Slashdot links to a story of unknown veracity about Microsoft redesigning parts of their site to require Silverlight, presumably as a ploy to encourage Silverlight downloads/installs. What's interesting to me is how much credibility Silverlight gets for being cross-platform thanks to Moonlight, Miguel and co's open-source implementation of Silverlight.

So how does boosting Microsoft's chances of platform domination in the next generation serve the interests of free software? I really have no idea. Miguel can't be so naive as to imagine that Microsoft will allow their control of the Silverlight and .NET platforms to ever be eroded. (Sure, a subset of the .NET documentation got an ECMA stamp, but Miguel sees clearly that .NET evolution happens behind Microsoft's closed doors (ditto OOXML).)

It should be obvious how bad that would be for free software and competition in general. But in case it isn't: Microsoft gets to evolve the platform to suit its strategy, its constraints and its implementations, and no-one else does. Microsoft's products are always more up to date than any other implementations. And Microsoft's products are always the de facto reference implementations, so competitors have the extra burden of reverse engineering and implementing Microsoft's bugs and spec-ambiguous behaviours that authors depend on --- and even so, competitor implementations are by definition always less compatible. This is not theory, we've seen it happen over and over again. Microsoft even has a phrase for it --- "keeping the competition on a treadmill".

This is why true multi-vendor standards are so important, despite their inconvenience --- giving that power to any single company is dangerous. (Although if the dominant implementation is free software, the transparency of source code and the possibility of forking greatly reduce the dangers.)
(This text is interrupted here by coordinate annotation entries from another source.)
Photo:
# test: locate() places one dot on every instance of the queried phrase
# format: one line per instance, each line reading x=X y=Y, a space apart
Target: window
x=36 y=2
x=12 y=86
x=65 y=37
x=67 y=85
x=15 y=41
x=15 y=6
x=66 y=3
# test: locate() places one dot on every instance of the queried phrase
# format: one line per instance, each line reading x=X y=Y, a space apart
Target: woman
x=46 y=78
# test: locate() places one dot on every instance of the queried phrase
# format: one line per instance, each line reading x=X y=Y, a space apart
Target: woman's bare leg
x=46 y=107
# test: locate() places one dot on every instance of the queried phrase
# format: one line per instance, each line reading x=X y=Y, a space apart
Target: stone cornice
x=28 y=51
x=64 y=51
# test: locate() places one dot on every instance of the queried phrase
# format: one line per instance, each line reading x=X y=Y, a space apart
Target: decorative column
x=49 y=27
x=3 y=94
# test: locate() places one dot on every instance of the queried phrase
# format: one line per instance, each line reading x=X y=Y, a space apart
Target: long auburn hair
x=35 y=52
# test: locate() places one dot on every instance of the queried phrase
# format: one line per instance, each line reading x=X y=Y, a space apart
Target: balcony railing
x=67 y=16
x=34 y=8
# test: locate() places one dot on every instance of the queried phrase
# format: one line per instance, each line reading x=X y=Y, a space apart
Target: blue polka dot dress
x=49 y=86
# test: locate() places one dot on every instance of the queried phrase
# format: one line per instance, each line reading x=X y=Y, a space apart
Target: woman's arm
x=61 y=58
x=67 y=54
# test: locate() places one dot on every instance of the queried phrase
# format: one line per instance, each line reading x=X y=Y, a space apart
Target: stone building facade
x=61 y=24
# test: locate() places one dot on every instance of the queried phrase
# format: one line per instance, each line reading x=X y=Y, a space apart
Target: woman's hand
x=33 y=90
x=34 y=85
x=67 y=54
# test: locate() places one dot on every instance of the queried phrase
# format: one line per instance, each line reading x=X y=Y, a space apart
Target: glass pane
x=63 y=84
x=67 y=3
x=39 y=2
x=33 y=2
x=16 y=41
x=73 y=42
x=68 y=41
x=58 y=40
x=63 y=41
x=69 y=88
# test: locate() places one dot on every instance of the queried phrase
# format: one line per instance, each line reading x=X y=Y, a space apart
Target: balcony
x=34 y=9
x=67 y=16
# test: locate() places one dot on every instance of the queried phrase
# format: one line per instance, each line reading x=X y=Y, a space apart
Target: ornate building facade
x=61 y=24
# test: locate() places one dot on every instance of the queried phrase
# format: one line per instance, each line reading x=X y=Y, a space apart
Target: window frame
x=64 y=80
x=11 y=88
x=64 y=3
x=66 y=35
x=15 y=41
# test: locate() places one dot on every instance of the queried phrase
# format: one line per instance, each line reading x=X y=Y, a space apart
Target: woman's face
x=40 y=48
There's also an interesting video codec issue here. Silverlight is a vehicle for pushing Microsoft's VC-1 codec. Microsoft is making that available for Moonlight as a binary blob with very restrictive licensing. Those people who like Moonlight because they can run it on BSD or some weird hardware platform are in for a surprise; in practice Moonlight will always be exactly as cross-platform as Microsoft wants it to be. I'm sure Microsoft would love to have their patent-protected codec ascendant and shoring up their platform lock.

A lot of these arguments apply to Mono itself of course, and have been thrashed out for years. But Mono at least had the promise of bringing Microsoft's existing captive developer community to Linux and free software platforms. Now Miguel is helping Microsoft enter a market where they aren't currently strong. I like and respect Miguel (this post was hard for me to write) but this strikes me as a very poor strategic move.

Thursday, 3 January 2008

Christmas Excursions

We've been out and about over the Christmas break. The weather has been fantastic. We spent nine days up north. We visited Matheson Bay:

Matheson Bay

The pohutukawas are stunning this year.

The walk from the beach up by the creek is short but excellent.


Back in Auckland things are amazingly quiet, probably because everyone else is still out of town! Yesterday we went out to the Hunua Ranges for a walk and a picnic. (Until yesterday I'd only been there once or twice, barely remembered, which is silly given what a huge park it is within an hour of Auckland.) We visited the falls first:


Then we did the Cossey-Massey loop track up to the Cossey Dam and back. The ferns are particularly amazing. Apparently more than half of NZ fern species are present in the area.


One day I'd like to get into tramping and camping. That's the only way to explore the more remote parts of the Hunuas.